Hi everybody
this is my first fanfic on: finding sky
please let me know what you think :D
please review!
I do not own finding sky
Lena's pov
I always get judged.
Nobody really get's to know me.
I'm just the filthy prostitute.
They all think I'm doing this because I want to.
Because it's so great to sleep with different old men every day.
Well it's not.
It's horrible.
I'm not doing this for fun.
I'm doing this because I have to.
I can't escape.
I wish my power was to have a solution for everything.
Instead all I got is I can see people's biggest fears and dreams.

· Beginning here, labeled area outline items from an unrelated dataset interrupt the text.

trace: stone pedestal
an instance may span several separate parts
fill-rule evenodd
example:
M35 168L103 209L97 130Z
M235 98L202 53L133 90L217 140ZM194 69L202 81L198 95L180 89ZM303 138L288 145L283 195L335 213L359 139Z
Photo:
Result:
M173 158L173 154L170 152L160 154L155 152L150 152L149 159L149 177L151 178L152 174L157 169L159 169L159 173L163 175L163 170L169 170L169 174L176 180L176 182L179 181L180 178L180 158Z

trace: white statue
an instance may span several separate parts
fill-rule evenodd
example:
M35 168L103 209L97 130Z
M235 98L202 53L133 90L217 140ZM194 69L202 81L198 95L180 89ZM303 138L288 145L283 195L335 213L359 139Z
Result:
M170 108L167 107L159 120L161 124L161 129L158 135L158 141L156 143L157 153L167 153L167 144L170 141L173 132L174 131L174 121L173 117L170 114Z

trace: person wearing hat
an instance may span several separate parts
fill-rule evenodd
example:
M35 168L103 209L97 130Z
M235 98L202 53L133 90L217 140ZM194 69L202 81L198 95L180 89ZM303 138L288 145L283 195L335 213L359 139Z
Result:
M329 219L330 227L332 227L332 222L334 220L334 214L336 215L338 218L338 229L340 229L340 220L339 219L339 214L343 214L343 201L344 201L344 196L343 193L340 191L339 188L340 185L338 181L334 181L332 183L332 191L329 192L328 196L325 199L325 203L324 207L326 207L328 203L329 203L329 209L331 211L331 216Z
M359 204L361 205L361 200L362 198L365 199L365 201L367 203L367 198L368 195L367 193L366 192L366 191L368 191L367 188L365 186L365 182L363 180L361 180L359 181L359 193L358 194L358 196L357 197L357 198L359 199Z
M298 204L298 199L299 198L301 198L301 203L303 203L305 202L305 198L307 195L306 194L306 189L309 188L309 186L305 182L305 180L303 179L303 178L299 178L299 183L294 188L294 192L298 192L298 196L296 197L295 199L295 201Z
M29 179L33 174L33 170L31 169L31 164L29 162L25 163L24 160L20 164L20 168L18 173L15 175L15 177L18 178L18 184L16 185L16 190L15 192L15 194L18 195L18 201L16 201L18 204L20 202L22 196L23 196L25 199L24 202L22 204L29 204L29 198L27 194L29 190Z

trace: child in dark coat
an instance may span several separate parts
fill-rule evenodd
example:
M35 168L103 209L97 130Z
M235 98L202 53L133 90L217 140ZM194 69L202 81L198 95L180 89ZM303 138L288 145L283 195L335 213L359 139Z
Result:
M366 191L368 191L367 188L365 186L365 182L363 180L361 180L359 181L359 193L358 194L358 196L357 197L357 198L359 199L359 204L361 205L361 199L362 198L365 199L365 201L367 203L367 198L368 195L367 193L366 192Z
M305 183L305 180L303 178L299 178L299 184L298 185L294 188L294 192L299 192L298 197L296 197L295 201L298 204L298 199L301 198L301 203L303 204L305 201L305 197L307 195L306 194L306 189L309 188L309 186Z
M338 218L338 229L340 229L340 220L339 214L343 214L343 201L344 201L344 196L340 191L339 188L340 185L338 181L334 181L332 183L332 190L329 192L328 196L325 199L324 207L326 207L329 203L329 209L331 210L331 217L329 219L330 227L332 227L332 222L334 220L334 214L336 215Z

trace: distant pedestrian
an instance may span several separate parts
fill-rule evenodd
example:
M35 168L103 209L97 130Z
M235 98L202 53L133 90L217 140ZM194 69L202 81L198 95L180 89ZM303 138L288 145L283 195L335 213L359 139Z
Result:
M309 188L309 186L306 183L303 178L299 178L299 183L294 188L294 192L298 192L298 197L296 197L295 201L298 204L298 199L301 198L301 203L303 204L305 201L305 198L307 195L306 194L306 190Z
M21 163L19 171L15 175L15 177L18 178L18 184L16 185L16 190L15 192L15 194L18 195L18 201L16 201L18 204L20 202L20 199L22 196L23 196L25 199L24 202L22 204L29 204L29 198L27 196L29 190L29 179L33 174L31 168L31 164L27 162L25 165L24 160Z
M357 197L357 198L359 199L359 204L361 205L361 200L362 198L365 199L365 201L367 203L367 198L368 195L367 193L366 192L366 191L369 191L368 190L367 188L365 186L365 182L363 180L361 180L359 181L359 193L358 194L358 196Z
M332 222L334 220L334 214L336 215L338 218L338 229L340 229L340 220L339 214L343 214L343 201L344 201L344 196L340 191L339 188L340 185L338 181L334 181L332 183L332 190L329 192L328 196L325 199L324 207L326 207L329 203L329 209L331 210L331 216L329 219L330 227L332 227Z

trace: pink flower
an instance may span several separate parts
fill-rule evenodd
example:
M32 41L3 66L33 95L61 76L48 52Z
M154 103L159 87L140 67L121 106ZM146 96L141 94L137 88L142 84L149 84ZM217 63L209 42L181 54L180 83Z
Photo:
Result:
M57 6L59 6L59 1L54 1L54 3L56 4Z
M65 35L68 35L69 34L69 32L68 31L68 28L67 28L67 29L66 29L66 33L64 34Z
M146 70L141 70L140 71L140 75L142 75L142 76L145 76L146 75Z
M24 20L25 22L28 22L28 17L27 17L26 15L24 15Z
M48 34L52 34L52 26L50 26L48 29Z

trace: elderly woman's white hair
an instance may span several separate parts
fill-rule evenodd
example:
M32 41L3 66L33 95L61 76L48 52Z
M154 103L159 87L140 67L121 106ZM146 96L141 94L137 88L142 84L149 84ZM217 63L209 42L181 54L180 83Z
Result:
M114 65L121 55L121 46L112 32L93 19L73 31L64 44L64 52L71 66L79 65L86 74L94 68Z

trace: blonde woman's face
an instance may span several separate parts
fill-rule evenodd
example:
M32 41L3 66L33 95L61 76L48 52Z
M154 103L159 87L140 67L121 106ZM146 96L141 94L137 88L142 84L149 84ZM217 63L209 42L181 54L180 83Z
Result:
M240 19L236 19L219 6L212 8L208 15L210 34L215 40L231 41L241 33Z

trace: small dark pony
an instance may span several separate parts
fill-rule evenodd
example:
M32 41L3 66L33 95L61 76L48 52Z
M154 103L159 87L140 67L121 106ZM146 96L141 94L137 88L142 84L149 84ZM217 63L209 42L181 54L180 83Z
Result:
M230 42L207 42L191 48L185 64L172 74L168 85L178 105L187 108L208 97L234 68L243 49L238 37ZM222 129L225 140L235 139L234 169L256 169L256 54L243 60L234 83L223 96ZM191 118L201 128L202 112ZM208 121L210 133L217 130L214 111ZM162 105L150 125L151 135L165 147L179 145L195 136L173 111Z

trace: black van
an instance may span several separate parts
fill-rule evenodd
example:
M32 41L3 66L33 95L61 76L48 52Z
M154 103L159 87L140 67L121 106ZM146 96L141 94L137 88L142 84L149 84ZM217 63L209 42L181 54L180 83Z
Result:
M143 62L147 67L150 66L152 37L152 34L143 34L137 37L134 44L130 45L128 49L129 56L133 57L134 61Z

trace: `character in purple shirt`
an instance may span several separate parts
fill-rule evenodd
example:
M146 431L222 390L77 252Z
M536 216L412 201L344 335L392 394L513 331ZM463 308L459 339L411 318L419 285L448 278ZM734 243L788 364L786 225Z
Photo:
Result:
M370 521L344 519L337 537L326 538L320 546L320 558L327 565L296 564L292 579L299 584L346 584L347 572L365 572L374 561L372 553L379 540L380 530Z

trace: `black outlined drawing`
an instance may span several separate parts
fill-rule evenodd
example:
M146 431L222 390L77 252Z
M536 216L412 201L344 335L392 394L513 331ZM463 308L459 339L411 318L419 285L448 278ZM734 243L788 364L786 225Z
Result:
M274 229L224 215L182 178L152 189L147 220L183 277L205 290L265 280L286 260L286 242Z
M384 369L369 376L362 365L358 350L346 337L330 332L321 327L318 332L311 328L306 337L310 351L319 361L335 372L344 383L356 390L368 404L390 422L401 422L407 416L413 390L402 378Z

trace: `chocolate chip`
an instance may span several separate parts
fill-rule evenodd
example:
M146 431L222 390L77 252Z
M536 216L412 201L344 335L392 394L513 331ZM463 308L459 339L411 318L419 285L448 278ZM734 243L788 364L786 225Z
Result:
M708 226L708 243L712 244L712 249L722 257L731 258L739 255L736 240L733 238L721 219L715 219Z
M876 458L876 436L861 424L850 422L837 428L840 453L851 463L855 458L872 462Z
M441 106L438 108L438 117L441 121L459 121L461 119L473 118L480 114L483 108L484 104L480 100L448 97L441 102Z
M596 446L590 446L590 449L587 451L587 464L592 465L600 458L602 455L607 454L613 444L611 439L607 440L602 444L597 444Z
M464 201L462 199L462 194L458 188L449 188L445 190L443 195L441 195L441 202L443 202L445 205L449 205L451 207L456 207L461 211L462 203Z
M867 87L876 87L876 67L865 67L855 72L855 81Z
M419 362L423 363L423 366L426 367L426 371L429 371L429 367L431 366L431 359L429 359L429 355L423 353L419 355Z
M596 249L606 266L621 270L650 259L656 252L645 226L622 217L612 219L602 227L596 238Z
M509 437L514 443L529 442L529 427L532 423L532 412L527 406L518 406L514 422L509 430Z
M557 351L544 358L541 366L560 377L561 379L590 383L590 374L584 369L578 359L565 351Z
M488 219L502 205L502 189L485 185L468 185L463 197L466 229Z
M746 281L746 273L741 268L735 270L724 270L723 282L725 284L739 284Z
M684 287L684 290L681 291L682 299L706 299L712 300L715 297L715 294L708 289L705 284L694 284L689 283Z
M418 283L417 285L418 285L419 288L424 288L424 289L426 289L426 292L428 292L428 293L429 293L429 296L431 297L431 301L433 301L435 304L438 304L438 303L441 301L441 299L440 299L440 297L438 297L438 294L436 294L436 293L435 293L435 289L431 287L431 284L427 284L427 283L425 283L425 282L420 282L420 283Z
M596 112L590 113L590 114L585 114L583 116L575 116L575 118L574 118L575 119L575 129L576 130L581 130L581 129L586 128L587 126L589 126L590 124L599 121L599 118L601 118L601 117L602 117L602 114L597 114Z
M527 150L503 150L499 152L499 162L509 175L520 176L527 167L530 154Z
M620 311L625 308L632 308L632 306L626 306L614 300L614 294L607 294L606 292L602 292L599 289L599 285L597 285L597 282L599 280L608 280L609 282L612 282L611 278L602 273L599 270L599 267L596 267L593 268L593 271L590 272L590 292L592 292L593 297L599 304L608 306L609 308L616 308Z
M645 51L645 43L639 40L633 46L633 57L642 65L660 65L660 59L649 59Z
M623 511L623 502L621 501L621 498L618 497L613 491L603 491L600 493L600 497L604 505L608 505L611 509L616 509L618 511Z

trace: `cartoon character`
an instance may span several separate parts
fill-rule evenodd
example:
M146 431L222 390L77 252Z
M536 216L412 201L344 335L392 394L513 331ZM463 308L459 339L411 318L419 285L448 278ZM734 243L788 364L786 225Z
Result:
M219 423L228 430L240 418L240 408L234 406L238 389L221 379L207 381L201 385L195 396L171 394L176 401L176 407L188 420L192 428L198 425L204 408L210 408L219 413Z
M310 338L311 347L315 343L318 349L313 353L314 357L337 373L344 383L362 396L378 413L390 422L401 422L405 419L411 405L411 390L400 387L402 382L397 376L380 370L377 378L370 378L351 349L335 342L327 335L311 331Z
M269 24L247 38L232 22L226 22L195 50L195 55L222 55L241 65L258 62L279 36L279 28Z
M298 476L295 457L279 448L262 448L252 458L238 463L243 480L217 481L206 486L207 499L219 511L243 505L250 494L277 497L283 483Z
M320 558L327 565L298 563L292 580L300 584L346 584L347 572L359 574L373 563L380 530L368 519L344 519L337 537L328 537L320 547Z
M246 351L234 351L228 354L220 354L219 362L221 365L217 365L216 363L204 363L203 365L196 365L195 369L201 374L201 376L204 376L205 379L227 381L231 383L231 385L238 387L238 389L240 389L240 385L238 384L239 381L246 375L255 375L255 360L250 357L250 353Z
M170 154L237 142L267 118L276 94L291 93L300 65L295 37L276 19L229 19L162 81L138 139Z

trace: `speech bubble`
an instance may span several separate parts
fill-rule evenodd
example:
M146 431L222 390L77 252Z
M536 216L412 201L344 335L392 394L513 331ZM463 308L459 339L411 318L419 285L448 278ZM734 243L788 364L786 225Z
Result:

That way I really get to know people.
That doesn't really help by my 'job'.
I know why these men are here.
Some have a hard life and they see this as a distraction.
Others just cheat on their wife
Because their wife won't put out, I have to.
I look over to Amber she's reading a magazine.
She just got back.
I want to know what's going around in her head.
How it's like to her.
She doesn't seem to care.
But I can't ask.
It's like an unwritten rule.
We don't ask each other about our work.
We pretend there's nothing going on.
We just talk about other stuff.
Amber is like me, she's only 21
I'm 20. I'm the youngest here.
I've been here for a little longer than 2 years.
When my dad brought me here.
you probably wonder why any dad would do that to his daughter.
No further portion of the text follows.